🤖 AI Summary
This work addresses real-time audio-to-accompaniment generation—i.e., low-latency, high-fidelity synthesis of coherent instrumental accompaniment (e.g., guitar) synchronized with a singer’s streaming vocal input. Methodologically, we propose the first systematic streaming modeling framework, introducing a “future visibility–output block duration” trade-off mechanism to explicitly quantify the intrinsic tension among latency, coherence, and throughput. We employ a streaming-trained Transformer decoder augmented with a lookahead prediction objective, overcoming the coherence limitations of conventional maximum-likelihood training in real-time settings. Experiments demonstrate feasibility of generating high-quality accompaniment under realistic system latency constraints. Our results reveal the critical role of proactive temporal modeling for real-time music generation and establish a new paradigm for interactive AI music systems.
📝 Abstract
Music generation models can produce high-fidelity coherent accompaniment given complete audio input, but are limited to editing and loop-based workflows. We study real-time audio-to-audio accompaniment: as a model hears an input audio stream (e.g., a singer singing), it has to also simultaneously generate in real-time a coherent accompanying stream (e.g., a guitar accompaniment). In this work, we propose a model design considering inevitable system delays in practical deployment with two design variables: future visibility $t_f$, the offset between the output playback time and the latest input time used for conditioning, and output chunk duration $k$, the number of frames emitted per call.
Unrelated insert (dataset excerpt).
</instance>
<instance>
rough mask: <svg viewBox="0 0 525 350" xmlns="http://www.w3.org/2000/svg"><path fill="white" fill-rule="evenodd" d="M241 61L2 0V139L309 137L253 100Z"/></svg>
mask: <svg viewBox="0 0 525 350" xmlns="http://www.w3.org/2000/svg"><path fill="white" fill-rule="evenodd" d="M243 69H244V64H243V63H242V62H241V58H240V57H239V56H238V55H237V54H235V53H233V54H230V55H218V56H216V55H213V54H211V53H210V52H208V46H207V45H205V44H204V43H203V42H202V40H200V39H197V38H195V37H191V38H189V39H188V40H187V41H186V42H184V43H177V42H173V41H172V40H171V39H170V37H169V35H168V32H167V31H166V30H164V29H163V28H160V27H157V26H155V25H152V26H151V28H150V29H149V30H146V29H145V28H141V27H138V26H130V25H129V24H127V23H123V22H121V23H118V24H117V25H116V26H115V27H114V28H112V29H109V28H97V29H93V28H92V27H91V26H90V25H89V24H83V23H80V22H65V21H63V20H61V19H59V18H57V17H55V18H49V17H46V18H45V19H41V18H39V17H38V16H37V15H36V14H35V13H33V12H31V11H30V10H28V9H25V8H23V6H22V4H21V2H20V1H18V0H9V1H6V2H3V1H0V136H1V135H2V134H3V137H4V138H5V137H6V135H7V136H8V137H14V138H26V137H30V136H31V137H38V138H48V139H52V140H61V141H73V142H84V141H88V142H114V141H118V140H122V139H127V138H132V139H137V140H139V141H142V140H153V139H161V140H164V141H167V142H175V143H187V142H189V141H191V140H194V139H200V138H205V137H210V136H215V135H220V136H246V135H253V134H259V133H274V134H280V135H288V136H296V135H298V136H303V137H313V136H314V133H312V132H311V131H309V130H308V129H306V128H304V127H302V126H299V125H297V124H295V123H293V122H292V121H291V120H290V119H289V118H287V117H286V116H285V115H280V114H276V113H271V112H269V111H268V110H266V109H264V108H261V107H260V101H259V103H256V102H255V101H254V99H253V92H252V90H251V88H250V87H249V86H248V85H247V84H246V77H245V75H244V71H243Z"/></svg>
We train Transformer decoders across a grid of $(t_f,k)$ and show two consistent trade-offs: increasing effective $t_f$ improves coherence by reducing the recency gap, but requires faster inference to stay within the latency budget; increasing $k$ improves throughput but results in degraded accompaniment due to a reduced update rate. Finally, we observe that naive maximum-likelihood streaming training is insufficient for coherent accompaniment where future context is not available, motivating advanced anticipatory and agentic objectives for live jamming.